Proposed Multi Agents Classification System using Neural Networks

number: 
3811
إنجليزية
department: 
Degree: 
Author: 
Mohammed Abdallazez Mohammed
Supervisor: 
Dr. Ban N. Dhannoon (Professor)
year: 
2016

Multiagents technology took a significant role in the field of decision making and machine learning for solving complex problems in the real world. They simulate human ability to decision making where they have ability to reasoning and behave autonomously to solve problems or to support human user.In this thesis, a classification system using hierarchal multi agent's technology based on neural network and fuzzy logic is introduced,where each agent is implemented as a neural network (trained using back propagation learning algorithm). The system classifies a collection of datasets with some degree of generalization.

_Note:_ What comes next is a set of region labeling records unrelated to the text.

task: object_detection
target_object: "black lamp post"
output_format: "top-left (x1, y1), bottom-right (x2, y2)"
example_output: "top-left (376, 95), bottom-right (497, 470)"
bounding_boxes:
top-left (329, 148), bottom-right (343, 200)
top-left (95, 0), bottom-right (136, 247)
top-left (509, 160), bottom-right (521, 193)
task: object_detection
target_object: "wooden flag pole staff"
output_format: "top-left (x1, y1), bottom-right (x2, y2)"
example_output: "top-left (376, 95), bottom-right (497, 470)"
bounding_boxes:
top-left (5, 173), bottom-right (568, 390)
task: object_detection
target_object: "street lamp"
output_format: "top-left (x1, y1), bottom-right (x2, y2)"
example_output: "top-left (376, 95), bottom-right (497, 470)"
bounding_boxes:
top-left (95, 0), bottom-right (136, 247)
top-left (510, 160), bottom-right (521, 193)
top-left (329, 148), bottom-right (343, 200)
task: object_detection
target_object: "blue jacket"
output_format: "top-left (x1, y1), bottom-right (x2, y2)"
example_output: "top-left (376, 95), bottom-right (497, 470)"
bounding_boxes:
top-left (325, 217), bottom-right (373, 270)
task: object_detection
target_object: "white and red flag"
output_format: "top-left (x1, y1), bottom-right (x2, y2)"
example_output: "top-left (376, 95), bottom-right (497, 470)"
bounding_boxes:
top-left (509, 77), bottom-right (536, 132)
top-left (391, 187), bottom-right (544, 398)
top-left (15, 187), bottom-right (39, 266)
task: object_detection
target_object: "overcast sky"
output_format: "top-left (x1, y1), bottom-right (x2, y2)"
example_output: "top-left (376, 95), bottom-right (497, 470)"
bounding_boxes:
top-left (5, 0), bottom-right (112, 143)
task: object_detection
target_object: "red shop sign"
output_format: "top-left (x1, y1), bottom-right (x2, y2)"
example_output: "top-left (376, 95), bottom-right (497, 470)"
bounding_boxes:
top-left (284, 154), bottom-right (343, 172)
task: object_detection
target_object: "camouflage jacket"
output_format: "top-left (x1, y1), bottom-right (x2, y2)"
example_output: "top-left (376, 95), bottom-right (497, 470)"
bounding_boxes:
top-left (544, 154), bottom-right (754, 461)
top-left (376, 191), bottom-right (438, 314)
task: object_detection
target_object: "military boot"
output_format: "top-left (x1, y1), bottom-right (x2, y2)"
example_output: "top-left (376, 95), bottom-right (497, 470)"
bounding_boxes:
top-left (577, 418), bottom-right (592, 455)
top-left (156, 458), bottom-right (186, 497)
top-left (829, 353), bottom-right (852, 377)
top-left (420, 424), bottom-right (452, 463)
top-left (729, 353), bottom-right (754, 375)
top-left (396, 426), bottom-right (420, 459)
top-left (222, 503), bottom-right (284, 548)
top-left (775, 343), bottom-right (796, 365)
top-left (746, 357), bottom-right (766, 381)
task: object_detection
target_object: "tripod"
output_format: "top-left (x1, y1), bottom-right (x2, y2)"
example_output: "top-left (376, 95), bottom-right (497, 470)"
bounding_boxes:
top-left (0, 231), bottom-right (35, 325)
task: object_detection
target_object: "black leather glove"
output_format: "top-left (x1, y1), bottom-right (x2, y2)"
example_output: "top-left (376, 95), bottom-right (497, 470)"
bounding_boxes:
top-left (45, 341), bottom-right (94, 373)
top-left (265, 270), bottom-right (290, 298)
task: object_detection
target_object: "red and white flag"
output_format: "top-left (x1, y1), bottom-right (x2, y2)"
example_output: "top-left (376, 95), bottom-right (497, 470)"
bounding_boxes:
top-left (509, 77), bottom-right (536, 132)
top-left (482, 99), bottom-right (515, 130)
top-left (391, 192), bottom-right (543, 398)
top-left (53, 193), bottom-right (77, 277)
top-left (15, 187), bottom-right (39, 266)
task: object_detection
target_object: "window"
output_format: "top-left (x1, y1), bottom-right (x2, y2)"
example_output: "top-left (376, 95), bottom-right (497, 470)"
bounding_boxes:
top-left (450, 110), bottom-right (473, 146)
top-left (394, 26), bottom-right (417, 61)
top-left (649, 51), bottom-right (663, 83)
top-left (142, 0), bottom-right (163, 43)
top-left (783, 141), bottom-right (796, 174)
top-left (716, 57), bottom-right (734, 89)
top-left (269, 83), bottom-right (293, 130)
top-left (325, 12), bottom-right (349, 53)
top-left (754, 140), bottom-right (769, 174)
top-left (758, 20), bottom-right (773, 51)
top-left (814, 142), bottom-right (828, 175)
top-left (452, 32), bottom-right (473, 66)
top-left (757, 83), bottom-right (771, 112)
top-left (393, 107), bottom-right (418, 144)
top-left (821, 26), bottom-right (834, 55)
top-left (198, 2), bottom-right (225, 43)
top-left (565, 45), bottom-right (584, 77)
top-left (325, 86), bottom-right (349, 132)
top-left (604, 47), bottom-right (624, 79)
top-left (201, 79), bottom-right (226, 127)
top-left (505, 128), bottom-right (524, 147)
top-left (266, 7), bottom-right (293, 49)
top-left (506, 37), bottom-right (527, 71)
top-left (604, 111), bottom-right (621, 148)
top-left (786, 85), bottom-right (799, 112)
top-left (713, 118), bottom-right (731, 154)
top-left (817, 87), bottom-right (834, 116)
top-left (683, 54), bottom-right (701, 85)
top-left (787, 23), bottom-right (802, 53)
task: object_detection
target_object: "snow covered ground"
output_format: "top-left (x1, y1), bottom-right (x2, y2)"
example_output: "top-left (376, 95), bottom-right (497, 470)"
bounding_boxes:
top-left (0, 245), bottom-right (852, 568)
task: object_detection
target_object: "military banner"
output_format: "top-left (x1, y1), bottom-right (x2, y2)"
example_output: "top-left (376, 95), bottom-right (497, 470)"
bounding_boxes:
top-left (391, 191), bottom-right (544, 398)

The system consists of two layers of agents. The top layer contains one agent working as control agent. Its responsibility is to select the right agent from the agents in the bottom layer to classify the related
pattern depending on features of data. If the selected pattern do not recognized, then it is declared as unknown pattern. The developed system was tested using different standard datasets obtained from the University of California, Irvine (UCI) these are User Knowledge Level, Iris, and Banknote Authentication datasets. Earlier stopping criterion and regularization techniques were used to estimate the generalization of the agents. The final results indicated that the best generalization technique for user knowledge dataset is regularization with cross validation selection mode, while for both iris dataset and banknote authentication is the earlier stopping criterion,also accuracy of testing each classification agent as fallowing ,agent1 is 97.53% , agent2 and agent3 100%, agent4 69.04%.